IND. SUPREME COURT ADDRESSES ATTACK ON COMPENSATION RATING BUREAU
The Insurance Institute of Indiana and the National Association of Mutual Insurance Companies applauded the decision by the Indiana Supreme Court to deny transfer on a case filed against the Indiana Compensation Rating Bureau.
According to the insurance trade groups, in July 2005 the Indiana Court of Appeals found in favor of the ICRB in the case of State Ex Rel. Employers Protective Insurance Company (A/K/A EPIC) v. Indiana Department of Insurance and the Indiana Compensation Rating Bureau.
The ICRB is a quasi-governmental entity with membership comprised solely of insurance companies writing workers’ compensation insurance in Indiana. The primary function of the organization is to file annually new minimum workers’ compensation premiums and rates with the Department of Insurance. The rates are advisory and insurance companies are free to set their own rates.
In the initial trial court case filed by EPIC in 2004, the insurance company asserted it should be considered a “person aggrieved” and therefore entitled to a hearing before the ICRB’s Dispute Resolution Committee regarding the 2004 workers’ compensation minimum premiums and rates, set by the ICRB. In addition, EPIC claimed the ICRB amended its bylaws in an illegal manner.
Both the trial court and the Indiana Court of Appeals found that a “person aggrieved” as it relates to the ICRB, is meant to be an insured with a dispute against an insurance company or the ICRB and that EPIC is not the “person aggrieved” that the legislature intended when crafting the law. By denying transfer of the case, the Indiana Supreme Court effectively ended EPIC’s assault on the ICRB.
Tami Stanton, NAMIC’s state affairs manager, explained that the EPIC frustration with the ICRB stems from its belief the ICRB’s rate recommendations are not high enough.
“Indiana has, arguably, the best workers’ compensation system in the country,” Stanton said. “Premiums for employers are at a responsible and reasonable level. Unfortunately, EPIC has publicly stated they needed the market to provide for higher rates in order to compete.”

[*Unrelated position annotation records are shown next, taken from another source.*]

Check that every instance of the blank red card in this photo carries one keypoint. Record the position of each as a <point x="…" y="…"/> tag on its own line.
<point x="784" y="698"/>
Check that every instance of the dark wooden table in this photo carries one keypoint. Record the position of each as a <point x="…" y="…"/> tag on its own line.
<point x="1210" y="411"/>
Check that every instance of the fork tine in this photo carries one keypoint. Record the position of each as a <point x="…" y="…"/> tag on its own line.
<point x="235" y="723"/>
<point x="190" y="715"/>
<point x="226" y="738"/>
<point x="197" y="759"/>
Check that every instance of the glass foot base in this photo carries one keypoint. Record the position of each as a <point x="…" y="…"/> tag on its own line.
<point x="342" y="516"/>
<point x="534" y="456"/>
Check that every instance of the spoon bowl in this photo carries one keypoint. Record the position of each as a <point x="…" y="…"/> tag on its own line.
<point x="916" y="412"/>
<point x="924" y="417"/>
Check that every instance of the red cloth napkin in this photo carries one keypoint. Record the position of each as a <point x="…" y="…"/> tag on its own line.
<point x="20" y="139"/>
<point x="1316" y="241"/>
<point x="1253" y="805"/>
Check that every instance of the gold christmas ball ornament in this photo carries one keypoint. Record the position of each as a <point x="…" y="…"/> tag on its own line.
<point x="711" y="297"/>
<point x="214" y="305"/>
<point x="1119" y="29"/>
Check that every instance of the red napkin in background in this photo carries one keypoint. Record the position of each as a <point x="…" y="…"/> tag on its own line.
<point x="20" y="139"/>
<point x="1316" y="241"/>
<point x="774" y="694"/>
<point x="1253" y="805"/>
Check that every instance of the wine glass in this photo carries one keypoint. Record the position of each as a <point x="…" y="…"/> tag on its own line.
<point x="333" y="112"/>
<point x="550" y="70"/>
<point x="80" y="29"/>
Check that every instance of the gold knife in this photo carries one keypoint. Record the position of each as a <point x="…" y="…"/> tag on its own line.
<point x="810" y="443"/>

With the decision, Insurance Institute President Stephen Williams said the core issue now focuses on past due assessments EPIC has outstanding. The assessments are paid by all ICRB members. That issue is before Department of Insurance Commissioner Jim Atterholt, acting as an Administrative Law Judge. The driving issue in the case is EPIC’s refusal to return Pool premium money it holds in trust, where such funds are eventually used to pay benefits to injured Indiana workers.
“The members of the ICRB come together, through the assessments, to make sure that injured workers in Indiana are protected,” Williams said. “EPIC has more than $200,000 in outstanding assessments that could be helping the families of injured workers.”
Both the Insurance Institute and NAMIC said they expect the department to vigorously pursue the collection of EPIC’s past due assessments.
The Insurance Institute of Indiana is a non-profit state trade association representing property/casualty, health and life companies doing business in Indiana.